Wie die Wahrnehmung eines Grundrechts faktisch verhindert wird

Kriegsdienstverweigerung

von Tobias Pflüger
Hintergrund
Hintergrund

Auch wenn das Thema Kriegsdienstverweigerung seit der Aussetzung der Wehrpflicht 2011 kaum noch präsent ist: Aktuell ist es auch heute noch, da das Kriegsdienstverweigerungsrecht nicht nur Wehrpflichtigen, sondern auch aktiven Soldat*innen zusteht. Wenn diese nach ihrer Ausbildung mit der grausamen Realität des Krieges konfrontiert sind, beginnt doch so manche*r zu zweifeln. Für diese Menschen ist es enorm wichtig, auch dann noch den Kriegsdienst verweigern zu können. In der Realität sieht es jedoch leider anders aus. In den vergangenen Jahren häuften sich die Berichte, dass die Bundeswehr von Kriegsdienstverweigernden Ausbildungskosten in ruinöser Höhe zurückfordert. Deshalb habe ich eine Kleine Anfrage (1) an die Bundesregierung gestellt, die das Ausmaß des Problems verdeutlicht.

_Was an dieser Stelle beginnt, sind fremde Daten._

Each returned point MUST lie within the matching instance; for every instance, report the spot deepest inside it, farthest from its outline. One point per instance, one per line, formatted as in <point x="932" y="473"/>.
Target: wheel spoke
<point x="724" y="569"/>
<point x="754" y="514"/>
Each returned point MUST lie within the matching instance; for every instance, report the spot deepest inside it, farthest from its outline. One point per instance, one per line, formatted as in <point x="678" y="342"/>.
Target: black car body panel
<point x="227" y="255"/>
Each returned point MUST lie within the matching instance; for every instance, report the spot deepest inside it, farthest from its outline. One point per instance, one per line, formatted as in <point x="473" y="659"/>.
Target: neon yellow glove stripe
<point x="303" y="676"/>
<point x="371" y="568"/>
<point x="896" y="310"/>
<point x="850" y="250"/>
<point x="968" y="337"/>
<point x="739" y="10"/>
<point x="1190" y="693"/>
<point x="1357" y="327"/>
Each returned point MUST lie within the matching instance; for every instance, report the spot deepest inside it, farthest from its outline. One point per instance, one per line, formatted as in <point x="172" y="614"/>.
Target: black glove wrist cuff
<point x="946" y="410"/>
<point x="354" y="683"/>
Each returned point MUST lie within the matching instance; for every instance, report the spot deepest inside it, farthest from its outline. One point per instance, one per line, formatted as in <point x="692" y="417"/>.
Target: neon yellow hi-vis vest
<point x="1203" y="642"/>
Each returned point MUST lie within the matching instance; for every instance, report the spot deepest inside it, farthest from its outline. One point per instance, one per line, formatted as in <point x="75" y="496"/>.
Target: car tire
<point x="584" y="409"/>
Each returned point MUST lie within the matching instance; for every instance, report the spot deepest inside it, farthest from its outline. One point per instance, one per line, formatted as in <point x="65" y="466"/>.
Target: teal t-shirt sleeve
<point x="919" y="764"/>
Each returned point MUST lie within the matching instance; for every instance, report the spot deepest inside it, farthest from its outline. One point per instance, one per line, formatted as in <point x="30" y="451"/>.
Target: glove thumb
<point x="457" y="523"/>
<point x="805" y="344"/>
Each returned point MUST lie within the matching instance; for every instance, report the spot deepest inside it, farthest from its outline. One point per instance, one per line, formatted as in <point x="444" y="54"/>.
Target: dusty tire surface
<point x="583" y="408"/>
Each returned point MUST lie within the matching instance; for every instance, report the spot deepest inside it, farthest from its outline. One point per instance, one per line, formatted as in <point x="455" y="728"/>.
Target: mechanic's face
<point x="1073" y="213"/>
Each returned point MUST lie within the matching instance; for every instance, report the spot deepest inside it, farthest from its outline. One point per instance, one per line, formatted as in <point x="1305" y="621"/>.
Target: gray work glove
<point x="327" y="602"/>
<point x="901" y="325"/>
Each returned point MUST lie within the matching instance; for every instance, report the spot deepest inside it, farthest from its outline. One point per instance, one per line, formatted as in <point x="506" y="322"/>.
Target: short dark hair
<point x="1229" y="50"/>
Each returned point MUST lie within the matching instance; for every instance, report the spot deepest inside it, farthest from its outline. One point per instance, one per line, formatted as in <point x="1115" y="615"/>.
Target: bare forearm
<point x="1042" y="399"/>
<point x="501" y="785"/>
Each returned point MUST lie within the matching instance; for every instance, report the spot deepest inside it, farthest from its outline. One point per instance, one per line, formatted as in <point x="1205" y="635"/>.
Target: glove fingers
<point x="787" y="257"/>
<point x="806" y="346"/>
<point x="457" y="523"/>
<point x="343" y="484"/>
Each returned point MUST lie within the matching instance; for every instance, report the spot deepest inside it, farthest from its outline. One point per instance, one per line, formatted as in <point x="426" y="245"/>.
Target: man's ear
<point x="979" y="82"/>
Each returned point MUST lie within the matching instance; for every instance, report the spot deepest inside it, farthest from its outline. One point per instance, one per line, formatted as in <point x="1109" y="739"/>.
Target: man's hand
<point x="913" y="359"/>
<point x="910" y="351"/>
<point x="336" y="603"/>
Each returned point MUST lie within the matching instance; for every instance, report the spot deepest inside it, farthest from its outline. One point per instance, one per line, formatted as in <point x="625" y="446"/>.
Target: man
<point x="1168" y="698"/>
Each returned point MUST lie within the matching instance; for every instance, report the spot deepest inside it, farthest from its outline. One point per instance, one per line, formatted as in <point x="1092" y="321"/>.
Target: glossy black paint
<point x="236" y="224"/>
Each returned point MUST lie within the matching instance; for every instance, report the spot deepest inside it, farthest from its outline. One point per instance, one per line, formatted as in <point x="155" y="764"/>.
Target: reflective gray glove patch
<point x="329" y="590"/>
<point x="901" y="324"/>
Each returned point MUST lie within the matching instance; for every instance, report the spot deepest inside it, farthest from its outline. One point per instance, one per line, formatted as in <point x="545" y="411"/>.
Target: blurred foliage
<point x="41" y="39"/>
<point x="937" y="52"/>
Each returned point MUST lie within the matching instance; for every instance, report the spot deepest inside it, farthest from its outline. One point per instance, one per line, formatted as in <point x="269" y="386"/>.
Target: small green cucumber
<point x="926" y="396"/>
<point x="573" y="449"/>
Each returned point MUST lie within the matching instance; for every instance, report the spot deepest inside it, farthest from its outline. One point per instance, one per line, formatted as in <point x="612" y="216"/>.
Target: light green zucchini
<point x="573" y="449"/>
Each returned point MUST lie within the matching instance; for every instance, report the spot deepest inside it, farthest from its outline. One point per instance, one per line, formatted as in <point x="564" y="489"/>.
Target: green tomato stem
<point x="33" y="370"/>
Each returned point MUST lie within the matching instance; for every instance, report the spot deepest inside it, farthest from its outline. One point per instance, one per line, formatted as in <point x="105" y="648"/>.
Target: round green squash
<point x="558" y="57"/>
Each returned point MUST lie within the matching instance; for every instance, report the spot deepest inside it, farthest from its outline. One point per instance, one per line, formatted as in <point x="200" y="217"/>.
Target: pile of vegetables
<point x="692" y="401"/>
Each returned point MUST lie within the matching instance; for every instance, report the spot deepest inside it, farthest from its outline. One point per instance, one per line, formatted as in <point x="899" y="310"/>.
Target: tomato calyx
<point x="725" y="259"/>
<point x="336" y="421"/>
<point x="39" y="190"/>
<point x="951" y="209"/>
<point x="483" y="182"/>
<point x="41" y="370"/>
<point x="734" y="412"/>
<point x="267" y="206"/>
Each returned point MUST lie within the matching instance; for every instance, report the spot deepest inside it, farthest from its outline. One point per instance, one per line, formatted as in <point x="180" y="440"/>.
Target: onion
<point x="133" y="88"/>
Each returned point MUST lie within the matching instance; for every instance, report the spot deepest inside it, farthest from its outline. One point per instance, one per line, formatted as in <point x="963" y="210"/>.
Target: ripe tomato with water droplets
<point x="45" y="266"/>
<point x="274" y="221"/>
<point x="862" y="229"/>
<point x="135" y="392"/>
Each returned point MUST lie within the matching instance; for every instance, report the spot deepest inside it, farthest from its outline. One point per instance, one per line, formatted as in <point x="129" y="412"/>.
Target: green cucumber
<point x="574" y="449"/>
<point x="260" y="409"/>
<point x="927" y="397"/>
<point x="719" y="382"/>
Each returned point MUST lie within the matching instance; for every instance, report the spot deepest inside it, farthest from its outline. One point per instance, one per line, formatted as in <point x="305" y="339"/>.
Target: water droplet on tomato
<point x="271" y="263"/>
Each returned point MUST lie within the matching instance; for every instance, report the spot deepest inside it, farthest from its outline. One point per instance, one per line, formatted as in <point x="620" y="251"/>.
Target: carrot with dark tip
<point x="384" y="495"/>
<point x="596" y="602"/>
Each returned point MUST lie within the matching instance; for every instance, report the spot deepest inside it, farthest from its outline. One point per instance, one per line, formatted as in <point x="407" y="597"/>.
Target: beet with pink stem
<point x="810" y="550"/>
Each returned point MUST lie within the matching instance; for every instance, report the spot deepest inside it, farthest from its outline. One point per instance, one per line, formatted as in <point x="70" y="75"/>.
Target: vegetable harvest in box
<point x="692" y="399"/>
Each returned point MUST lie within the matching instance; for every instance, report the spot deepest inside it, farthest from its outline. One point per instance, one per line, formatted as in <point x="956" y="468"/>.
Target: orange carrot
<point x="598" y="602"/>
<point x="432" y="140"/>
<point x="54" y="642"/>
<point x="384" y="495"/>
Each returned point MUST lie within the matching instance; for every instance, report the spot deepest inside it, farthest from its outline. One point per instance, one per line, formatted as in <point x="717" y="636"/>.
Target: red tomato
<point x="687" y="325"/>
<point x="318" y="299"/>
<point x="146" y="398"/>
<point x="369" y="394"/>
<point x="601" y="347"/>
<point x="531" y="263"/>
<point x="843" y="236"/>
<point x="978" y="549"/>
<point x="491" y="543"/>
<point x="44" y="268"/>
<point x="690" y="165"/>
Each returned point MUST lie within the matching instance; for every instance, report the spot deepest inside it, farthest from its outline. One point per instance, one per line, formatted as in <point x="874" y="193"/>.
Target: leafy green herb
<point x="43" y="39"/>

Die Antwort ist in vielerlei Hinsicht aufschlussreich. 2015 bis 2020 stellten 1.172 Personen einen Antrag auf Kriegsdienstverweigerung. Davon wurden nur 523, also weniger als die Hälfte, ohne Widerspruch anerkannt. Viele wurden wegen vermeintlich ungeeigneter Begründungen oder Zweifeln abgelehnt. Etwa ein Viertel dieser 523 Anerkannten sah sich dann mit hohen Geldrückforderungen der Bundeswehr für Ausbildungskosten konfrontiert. Dies betraf 2015 bis 2020 149 Ex-Soldat*innen. Sie bezahlen ihre Gewissensentscheidung buchstäblich teuer. 8 Mio. € forderte die Bundeswehr 2015 bis 2020 von Kriegsdienstverweigernden zurück. Daraus ergibt sich ein durchschnittlicher Rückforderungsbetrag von etwa 53.700 € pro Person. Ein ehemaliger Flugsicherungsoffizier musste 2020 sogar 130.000 € an die Bundeswehr zurückzahlen. (2) Für einen Großteil der oft jungen Soldat*innen dürften solche Beträge existenzgefährdend sein. Von den seit 2015 zurückgeforderten 8 Mio. € wurden bislang nur 1 Mio. € zurückgezahlt. Möglicherweise haben einige ehemalige Soldat*innen schlicht nicht das Geld, um sich ihre Kriegsdienstverweigerung zu „erkaufen“. Dadurch wird das Grundrecht auf Kriegsdienstverweigerung de facto ausgehebelt.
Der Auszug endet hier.